BEI: 15 perusahaan masuk pipeline IPO per 10 April 2026

Hikma Lia

Bursa Efek Indonesia (BEI) terus menunjukkan geliatnya dengan mencatat setidaknya 15 perusahaan yang tengah dalam antrean untuk melantai di bursa melalui proses penawaran umum perdana saham (IPO). Proyeksi ini membentang hingga 10 April 2026, menandakan optimisme pasar modal Indonesia yang dinamis.

Advertisements

Direktur Penilaian Perusahaan BEI, I Gede Nyoman Yetna, merinci bahwa dari jumlah tersebut, empat perusahaan tergolong memiliki aset skala menengah. Sementara mayoritas, yakni 11 perusahaan, merupakan entitas dengan aset skala besar yang nilai kapitalisasinya melampaui Rp 250 miliar. Klasifikasi ini menyoroti potensi besar dan daya tarik BEI bagi berbagai skala bisnis.

Dalam keterangannya pada Sabtu (11/4), Nyoman turut menginformasikan bahwa hingga 10 April 2026, satu perusahaan telah sukses mencatatkan sahamnya di BEI. Melalui pencatatan ini, perusahaan tersebut berhasil menghimpun dana segar senilai Rp 0,30 triliun, sebuah indikator awal dari aktivitas pencatatan yang akan datang.

Keragaman sektor calon emiten menjadi sorotan dalam daftar pipeline IPO ini. Sektor kesehatan mendominasi dengan empat perusahaan, disusul oleh tiga perusahaan dari sektor konsumer non-siklikal. Masing-masing dua perusahaan berasal dari sektor konsumer siklikal, infrastruktur, dan teknologi. Tak ketinggalan, sektor energi dan keuangan juga turut meramaikan daftar dengan masing-masing satu perusahaan. Representasi lintas sektor ini menunjukkan minat yang luas dari berbagai industri untuk memanfaatkan platform pasar modal.

Advertisements

Minat perusahaan untuk melantai di bursa terlihat masih sangat terjaga, meskipun Nyoman mengakui kondisi pasar global maupun domestik bersifat dinamis. Optimisme ini tercermin jelas dari keberagaman sektor calon emiten yang telah menyatakan kesiapannya untuk melakukan IPO, menunjukkan kepercayaan terhadap fundamental ekonomi.

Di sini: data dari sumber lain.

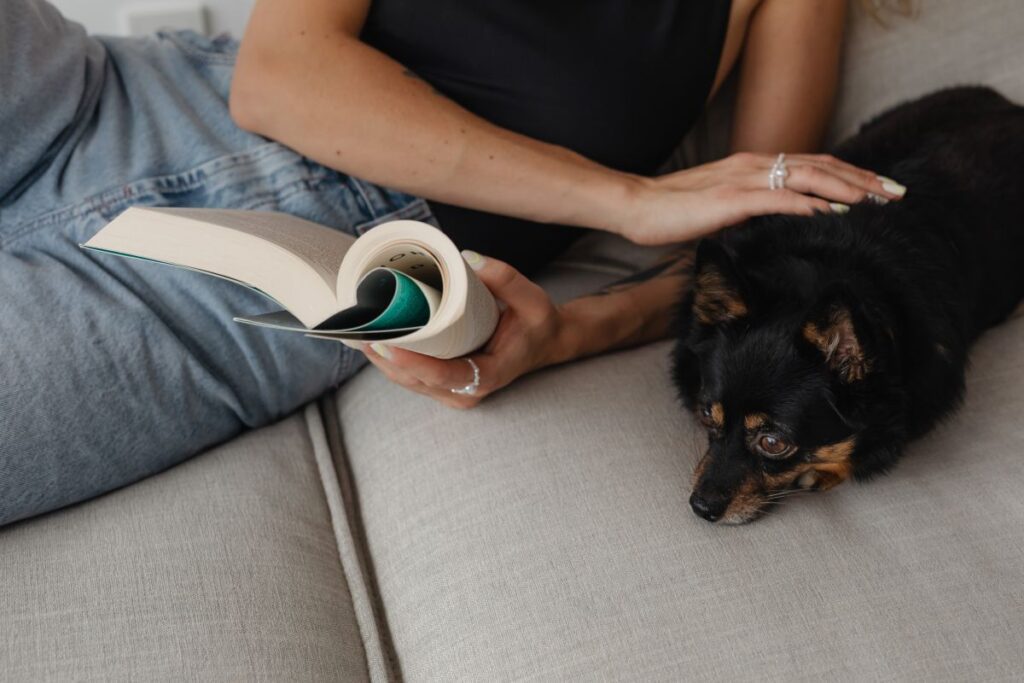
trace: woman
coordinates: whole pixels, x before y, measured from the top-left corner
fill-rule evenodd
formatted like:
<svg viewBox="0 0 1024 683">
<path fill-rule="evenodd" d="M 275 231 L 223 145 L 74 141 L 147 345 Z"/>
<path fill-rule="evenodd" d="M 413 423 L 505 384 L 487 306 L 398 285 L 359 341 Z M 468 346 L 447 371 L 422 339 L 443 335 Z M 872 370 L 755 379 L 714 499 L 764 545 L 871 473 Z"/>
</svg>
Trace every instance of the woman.
<svg viewBox="0 0 1024 683">
<path fill-rule="evenodd" d="M 488 254 L 466 257 L 508 306 L 494 339 L 472 363 L 365 353 L 468 407 L 662 336 L 682 284 L 667 268 L 555 307 L 499 258 L 532 270 L 583 227 L 683 242 L 903 192 L 795 154 L 825 123 L 843 3 L 427 5 L 259 0 L 236 67 L 228 40 L 96 39 L 43 0 L 0 4 L 0 524 L 158 472 L 361 366 L 338 344 L 233 325 L 265 305 L 242 288 L 78 249 L 127 206 L 439 222 Z M 737 62 L 747 153 L 654 177 Z M 778 151 L 789 175 L 770 190 Z"/>
</svg>

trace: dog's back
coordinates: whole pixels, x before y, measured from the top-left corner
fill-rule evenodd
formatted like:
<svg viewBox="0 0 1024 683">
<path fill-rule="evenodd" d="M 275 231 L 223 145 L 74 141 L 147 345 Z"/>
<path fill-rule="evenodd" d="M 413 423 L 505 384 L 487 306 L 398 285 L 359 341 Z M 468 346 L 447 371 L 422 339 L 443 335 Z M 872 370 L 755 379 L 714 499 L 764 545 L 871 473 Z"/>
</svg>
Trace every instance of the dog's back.
<svg viewBox="0 0 1024 683">
<path fill-rule="evenodd" d="M 836 156 L 900 178 L 902 208 L 941 212 L 922 227 L 955 245 L 972 338 L 1012 312 L 1024 296 L 1024 107 L 990 88 L 939 91 L 867 123 Z"/>
</svg>

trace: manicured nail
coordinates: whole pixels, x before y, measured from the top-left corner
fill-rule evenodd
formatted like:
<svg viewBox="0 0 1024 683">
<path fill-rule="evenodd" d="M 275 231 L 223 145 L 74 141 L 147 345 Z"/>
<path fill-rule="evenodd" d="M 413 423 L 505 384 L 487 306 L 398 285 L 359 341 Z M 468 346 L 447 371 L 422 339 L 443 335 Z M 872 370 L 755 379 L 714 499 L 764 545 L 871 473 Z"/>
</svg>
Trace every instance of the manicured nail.
<svg viewBox="0 0 1024 683">
<path fill-rule="evenodd" d="M 874 192 L 868 192 L 868 201 L 872 204 L 878 204 L 879 206 L 889 203 L 888 199 L 880 194 L 875 194 Z"/>
<path fill-rule="evenodd" d="M 849 204 L 840 204 L 839 202 L 829 202 L 829 208 L 832 209 L 832 213 L 847 213 L 850 210 Z"/>
<path fill-rule="evenodd" d="M 907 193 L 907 188 L 897 183 L 892 178 L 886 178 L 884 175 L 878 176 L 878 180 L 882 183 L 882 189 L 889 194 L 894 194 L 897 197 L 902 197 Z"/>
<path fill-rule="evenodd" d="M 381 358 L 391 360 L 391 349 L 388 348 L 386 344 L 374 342 L 373 344 L 370 344 L 370 348 L 373 349 L 373 352 L 376 353 Z"/>
<path fill-rule="evenodd" d="M 487 259 L 485 259 L 483 256 L 476 253 L 475 251 L 470 251 L 469 249 L 462 250 L 462 258 L 466 259 L 466 263 L 468 263 L 469 267 L 472 268 L 473 270 L 480 270 L 481 268 L 484 267 L 484 264 L 487 262 Z"/>
</svg>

Saat berinteraksi dengan wartawan di Gedung BEI, Jakarta, pada Jumat (10/4), Nyoman menegaskan, “Kita dalam kondisi yang dinamis, namun appetite-nya masih kelihatan.” Pernyataan ini mengindikasikan bahwa meskipun tantangan ada, gairah pasar terhadap penawaran saham perdana tetap tinggi.

Lebih lanjut, Nyoman menjelaskan bahwa sebagian besar calon emiten berencana menggunakan laporan keuangan per Desember 2025 sebagai dasar pengajuan mereka. Dengan demikian, proses pencatatan saham diharapkan dapat rampung selambat-lambatnya pada semester pertama tahun ini, sebuah target yang ambisius namun realistis.

Secara spesifik, Nyoman menargetkan bahwa proses pencatatan ini bisa selesai paling lambat pada bulan Juni ini. Kecepatan realisasi target tersebut, imbuhnya, sangat bergantung pada respons dan kecepatan perusahaan dalam melengkapi serta menyerahkan tanggapan kepada pihak BEI. Semakin cepat tanggapan diberikan, semakin sigap pula proses di BEI dapat diselesaikan.

Nyoman menambahkan bahwa target utama BEI untuk tahun ini bukan sekadar kuantitas IPO saham. Fokusnya meluas pada peningkatan total pencatatan efek secara keseluruhan, yang mencakup berbagai instrumen seperti obligasi dan produk terstruktur, menunjukkan visi BEI yang komprehensif untuk pasar modal.

Ambisi ini didukung oleh target peningkatan yang signifikan. Yetna mengungkapkan harapannya agar total pencatatan efek ini dapat meningkat lebih dari 50 persen dibandingkan dengan total efek yang berhasil dicatatkan pada tahun 2025. Target ini menggarisbawahi komitmen BEI untuk terus memajukan dan memperdalam pasar modal Indonesia.